Enclosure, Kilmanahan, Co. Waterford
Co. Waterford |
Enclosures
There is a medieval enclosure in County Waterford that is, by any practical measure, invisible. Standing in the tillage field at the bottom of a north-facing slope near the townland of Kilmanahan, a visitor would see nothing at all, no earthwork, no ridge, no depression. The site exists now almost entirely in cartographic memory, recorded on the Ordnance Survey's six-inch map of 1840 with enough clarity to show a rectangular embanked enclosure roughly 40 metres across its longest axis, backing neatly onto the townland boundary.
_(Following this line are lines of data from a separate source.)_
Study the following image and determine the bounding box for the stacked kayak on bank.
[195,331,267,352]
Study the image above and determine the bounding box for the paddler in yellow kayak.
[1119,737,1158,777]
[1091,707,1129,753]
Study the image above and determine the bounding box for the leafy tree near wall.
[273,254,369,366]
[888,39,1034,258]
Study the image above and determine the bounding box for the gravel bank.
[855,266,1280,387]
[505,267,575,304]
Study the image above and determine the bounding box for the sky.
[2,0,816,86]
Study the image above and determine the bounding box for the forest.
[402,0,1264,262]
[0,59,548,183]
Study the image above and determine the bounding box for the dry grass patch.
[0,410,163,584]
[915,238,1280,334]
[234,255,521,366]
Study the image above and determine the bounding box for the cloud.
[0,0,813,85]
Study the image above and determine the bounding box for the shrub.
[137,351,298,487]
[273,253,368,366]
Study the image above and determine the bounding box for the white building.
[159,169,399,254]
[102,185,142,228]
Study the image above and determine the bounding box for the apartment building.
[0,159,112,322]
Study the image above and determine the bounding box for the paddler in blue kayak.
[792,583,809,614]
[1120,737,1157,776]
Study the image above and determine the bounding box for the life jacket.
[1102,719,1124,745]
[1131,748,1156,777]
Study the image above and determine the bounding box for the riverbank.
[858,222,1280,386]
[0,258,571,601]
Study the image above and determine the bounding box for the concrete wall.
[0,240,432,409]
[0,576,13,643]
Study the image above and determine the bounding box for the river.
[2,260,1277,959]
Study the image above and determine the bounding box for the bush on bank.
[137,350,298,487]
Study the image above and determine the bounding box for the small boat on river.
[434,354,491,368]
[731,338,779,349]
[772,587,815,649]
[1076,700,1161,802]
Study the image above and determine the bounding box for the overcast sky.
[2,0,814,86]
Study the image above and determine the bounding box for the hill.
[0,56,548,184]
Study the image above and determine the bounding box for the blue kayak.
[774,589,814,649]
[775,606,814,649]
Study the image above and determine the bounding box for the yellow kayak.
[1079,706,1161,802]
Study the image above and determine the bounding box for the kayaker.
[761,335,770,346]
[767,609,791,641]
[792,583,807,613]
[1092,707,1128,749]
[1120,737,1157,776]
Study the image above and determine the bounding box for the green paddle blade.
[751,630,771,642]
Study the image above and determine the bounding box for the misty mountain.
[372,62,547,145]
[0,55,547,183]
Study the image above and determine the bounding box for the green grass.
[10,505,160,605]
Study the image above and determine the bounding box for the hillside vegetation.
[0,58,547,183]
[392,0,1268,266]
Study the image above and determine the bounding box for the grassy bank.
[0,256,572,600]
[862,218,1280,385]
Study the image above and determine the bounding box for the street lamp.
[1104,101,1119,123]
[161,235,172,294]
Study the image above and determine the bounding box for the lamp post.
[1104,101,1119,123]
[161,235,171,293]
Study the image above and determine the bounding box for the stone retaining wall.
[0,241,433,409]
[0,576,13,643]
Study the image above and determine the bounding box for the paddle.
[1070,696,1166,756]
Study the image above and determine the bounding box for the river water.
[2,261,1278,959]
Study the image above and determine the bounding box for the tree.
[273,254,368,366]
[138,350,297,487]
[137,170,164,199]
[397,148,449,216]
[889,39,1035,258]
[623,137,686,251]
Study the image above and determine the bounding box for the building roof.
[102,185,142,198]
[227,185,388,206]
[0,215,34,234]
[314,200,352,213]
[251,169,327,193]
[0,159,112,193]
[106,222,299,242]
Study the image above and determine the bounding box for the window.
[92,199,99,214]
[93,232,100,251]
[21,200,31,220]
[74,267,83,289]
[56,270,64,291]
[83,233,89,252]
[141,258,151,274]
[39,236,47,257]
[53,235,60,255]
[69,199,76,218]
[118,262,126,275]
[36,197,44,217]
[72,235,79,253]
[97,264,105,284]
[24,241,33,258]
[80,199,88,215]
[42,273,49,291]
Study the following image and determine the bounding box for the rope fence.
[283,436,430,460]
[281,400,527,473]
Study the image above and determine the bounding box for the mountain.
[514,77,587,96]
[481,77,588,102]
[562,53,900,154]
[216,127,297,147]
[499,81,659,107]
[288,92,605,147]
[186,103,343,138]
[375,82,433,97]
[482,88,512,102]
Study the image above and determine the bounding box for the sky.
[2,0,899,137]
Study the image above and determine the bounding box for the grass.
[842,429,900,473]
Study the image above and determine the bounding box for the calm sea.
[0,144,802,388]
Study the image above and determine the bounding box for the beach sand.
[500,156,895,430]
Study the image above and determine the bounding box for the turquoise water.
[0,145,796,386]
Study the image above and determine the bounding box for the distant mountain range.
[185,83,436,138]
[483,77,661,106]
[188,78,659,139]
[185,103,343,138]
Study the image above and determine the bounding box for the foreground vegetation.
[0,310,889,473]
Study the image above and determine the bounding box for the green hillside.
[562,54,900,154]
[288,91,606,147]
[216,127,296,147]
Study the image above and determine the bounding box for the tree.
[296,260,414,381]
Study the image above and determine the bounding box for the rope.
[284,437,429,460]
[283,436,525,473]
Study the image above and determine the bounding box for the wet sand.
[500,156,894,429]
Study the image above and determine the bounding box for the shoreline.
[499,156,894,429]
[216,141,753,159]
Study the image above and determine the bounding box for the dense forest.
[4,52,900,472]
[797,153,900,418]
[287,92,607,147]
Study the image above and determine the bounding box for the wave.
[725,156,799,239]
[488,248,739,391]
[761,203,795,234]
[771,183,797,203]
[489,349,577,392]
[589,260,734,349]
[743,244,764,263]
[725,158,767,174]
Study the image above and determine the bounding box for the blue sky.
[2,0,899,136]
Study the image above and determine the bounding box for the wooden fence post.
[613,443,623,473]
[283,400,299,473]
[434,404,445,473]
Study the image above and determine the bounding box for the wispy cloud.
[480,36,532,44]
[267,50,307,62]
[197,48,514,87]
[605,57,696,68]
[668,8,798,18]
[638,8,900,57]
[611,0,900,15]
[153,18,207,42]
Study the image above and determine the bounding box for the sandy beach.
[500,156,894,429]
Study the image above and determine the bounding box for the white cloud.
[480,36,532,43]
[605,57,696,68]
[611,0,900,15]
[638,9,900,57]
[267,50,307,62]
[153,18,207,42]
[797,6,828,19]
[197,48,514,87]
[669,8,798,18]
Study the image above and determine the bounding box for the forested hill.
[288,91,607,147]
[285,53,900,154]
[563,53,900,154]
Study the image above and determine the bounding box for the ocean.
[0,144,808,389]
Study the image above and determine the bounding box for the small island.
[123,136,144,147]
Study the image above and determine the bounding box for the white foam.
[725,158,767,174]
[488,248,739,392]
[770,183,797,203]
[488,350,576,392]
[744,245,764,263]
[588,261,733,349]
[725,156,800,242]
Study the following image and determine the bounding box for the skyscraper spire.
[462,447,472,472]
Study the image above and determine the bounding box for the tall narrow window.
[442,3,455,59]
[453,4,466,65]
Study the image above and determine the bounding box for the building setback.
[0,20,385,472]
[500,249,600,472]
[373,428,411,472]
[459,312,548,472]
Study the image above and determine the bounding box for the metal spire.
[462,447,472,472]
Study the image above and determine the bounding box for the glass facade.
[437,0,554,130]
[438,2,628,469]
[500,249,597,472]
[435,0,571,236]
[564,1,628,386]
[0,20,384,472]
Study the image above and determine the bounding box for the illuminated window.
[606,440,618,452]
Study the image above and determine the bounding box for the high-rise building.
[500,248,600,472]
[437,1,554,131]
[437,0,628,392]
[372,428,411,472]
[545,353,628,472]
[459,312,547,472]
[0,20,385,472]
What that 1840 map captured may be the remains of a moated site, a category of monument associated in Ireland with the Anglo-Norman colonisation of the twelfth and thirteenth centuries. Moated sites typically consist of a raised platform or enclosure surrounded by a water-filled or dry ditch, and they are understood to represent the defended farmsteads of Anglo-Norman settlers and, later, of Gaelic landowners who adopted the form. The Kilmanahan enclosure was identified as a possible example of this type by T. B. Barry in 1979, though the qualifier "possible" does real work here. The exterior dimensions, around 40 metres northwest to southeast and 35 metres northeast to southwest, fall within the range typical of such sites, and its position along a townland boundary is the kind of detail that tends to preserve the memory of something older, boundaries being among the most conservative features in any landscape. But centuries of cultivation have flattened whatever earthwork once made the enclosure legible at ground level.
The site sits in agricultural land and offers nothing to the casual eye, which is itself a fairly common condition for low-lying earthworks in tillage areas. Its interest lies less in what can be seen than in what can be inferred, a medieval presence recorded once on paper, then slowly erased by ploughing, and now known mainly because someone thought to look at an old map.